SECTION 7.1.    Checks, Notes, Drafts, etc.    All checks, notes, drafts or other orders for the payment of money of the Corporation shall be signed, endorsed or accepted in the name of the Corporation by such officers or other persons as from time to time are designated by the Board of Directors or by an officer authorized by the Board of Directors to make such designation.

 

SECTION 7.2.    Execution of Contracts, Deeds, etc.    The Chief Executive Officer of the Corporation, and such other officers or agents of the Corporation as the Board of Directors may from time to time authorize, may enter into or execute and deliver, in the name and on behalf of the Corporation, any and all deeds, bonds, mortgages, contracts, and other obligations or instruments.
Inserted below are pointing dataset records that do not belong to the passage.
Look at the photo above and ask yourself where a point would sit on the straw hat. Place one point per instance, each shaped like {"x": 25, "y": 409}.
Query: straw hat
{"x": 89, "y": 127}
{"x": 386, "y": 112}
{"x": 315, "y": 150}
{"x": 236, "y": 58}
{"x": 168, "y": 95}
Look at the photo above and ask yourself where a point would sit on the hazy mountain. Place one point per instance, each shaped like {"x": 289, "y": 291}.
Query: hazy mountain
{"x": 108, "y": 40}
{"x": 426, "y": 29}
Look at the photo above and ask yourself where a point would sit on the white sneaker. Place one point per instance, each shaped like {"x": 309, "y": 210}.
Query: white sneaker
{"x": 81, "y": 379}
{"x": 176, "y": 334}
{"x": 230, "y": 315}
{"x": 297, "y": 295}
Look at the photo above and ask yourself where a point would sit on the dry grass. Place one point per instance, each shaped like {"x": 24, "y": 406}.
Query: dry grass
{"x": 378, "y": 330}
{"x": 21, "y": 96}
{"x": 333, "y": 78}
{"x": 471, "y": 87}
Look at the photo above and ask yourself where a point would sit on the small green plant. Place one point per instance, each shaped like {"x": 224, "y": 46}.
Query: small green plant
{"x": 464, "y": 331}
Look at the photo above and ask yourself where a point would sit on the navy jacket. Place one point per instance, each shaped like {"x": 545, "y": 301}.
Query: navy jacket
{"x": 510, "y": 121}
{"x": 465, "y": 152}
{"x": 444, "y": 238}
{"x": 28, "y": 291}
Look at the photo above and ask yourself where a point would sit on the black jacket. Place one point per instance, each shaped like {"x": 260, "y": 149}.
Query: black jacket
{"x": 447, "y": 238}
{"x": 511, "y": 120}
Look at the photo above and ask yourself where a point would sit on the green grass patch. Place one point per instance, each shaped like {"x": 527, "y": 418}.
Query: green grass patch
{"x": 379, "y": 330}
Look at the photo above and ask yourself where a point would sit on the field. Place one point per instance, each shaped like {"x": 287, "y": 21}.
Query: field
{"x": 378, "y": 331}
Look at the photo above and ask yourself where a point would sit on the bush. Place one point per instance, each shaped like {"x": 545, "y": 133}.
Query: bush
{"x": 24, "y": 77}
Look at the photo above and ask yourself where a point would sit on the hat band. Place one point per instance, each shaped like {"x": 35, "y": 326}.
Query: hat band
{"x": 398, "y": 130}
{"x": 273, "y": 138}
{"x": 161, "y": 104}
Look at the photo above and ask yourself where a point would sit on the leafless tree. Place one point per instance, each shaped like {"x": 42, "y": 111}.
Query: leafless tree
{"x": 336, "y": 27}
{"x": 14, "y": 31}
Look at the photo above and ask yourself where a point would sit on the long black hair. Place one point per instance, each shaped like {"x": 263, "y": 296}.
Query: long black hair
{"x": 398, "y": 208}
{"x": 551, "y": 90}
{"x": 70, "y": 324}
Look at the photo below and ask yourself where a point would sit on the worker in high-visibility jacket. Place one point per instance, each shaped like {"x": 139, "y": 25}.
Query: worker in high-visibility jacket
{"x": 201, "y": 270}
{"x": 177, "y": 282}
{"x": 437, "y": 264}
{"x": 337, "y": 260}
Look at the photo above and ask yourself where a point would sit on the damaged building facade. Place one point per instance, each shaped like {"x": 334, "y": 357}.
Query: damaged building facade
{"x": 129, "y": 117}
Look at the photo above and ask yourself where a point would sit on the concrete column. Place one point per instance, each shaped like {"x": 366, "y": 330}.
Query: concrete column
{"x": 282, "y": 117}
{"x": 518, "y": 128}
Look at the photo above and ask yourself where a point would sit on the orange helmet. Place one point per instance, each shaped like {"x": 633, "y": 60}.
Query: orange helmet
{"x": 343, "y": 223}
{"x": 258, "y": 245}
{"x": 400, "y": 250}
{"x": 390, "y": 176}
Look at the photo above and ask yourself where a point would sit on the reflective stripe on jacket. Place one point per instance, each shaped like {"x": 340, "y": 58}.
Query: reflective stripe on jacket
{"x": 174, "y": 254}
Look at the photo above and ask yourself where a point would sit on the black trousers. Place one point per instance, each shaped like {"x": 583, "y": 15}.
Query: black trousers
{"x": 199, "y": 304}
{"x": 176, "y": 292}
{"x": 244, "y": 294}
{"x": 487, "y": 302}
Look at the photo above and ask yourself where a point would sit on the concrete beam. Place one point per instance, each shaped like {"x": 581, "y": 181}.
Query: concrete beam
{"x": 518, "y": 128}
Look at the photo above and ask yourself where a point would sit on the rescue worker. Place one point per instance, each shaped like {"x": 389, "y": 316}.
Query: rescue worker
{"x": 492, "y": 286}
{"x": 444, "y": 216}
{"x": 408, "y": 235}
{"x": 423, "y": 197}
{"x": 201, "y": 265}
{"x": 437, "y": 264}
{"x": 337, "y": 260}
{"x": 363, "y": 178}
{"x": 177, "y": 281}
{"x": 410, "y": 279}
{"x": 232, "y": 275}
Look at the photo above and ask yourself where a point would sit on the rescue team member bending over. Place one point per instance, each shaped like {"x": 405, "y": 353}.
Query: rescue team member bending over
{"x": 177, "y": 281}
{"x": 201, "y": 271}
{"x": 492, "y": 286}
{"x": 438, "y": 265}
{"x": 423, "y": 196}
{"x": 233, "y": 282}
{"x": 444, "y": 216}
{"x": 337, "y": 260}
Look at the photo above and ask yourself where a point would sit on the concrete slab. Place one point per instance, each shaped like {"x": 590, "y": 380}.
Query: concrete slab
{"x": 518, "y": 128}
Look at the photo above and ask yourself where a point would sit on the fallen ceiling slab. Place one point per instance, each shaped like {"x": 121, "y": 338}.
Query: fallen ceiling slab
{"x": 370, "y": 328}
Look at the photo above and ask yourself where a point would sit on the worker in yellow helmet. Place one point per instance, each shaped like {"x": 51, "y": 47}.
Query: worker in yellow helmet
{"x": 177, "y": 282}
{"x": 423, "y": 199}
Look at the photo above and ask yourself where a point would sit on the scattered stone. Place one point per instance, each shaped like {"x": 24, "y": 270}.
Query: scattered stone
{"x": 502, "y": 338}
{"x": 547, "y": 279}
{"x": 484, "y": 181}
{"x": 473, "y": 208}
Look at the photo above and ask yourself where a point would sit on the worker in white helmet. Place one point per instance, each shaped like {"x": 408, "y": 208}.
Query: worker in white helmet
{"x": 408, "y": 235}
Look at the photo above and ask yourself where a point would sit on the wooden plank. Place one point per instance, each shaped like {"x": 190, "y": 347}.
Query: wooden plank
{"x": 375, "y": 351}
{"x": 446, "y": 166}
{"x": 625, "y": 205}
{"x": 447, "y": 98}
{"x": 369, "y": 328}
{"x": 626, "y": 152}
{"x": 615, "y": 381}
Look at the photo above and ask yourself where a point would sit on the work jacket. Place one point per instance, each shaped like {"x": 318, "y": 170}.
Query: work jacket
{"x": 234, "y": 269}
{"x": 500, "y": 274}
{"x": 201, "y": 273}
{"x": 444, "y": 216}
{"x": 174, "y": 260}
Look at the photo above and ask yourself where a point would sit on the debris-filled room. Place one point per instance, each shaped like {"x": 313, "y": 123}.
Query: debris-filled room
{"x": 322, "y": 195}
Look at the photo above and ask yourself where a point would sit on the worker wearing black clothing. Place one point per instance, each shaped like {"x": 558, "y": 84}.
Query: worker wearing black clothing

Such authority may be general or confined to specific instances.

 

SECTION 7.3.    Dividends.    Subject to the provisions of statute and the Certificate of Incorporation, dividends upon the shares of stock of the Corporation may be declared by the Board of Directors at any regular or special meeting and may be paid in cash, property or shares of stock of the Corporation.

 

SECTION 7.4.    Seal.    The seal of the Corporation shall be in the form approved by the Board of Directors.

 

SECTION 7.5.    Fiscal Year.    The fiscal year of the Corporation shall be the calendar year, or otherwise as fixed by resolution of the Board of Directors.

 

SECTION 7.6.    Amendments.    The stockholders of the Corporation and, except as otherwise provided, the Board of Directors have the power to amend or repeal existing provisions, or adopt new provisions, of these Bylaws.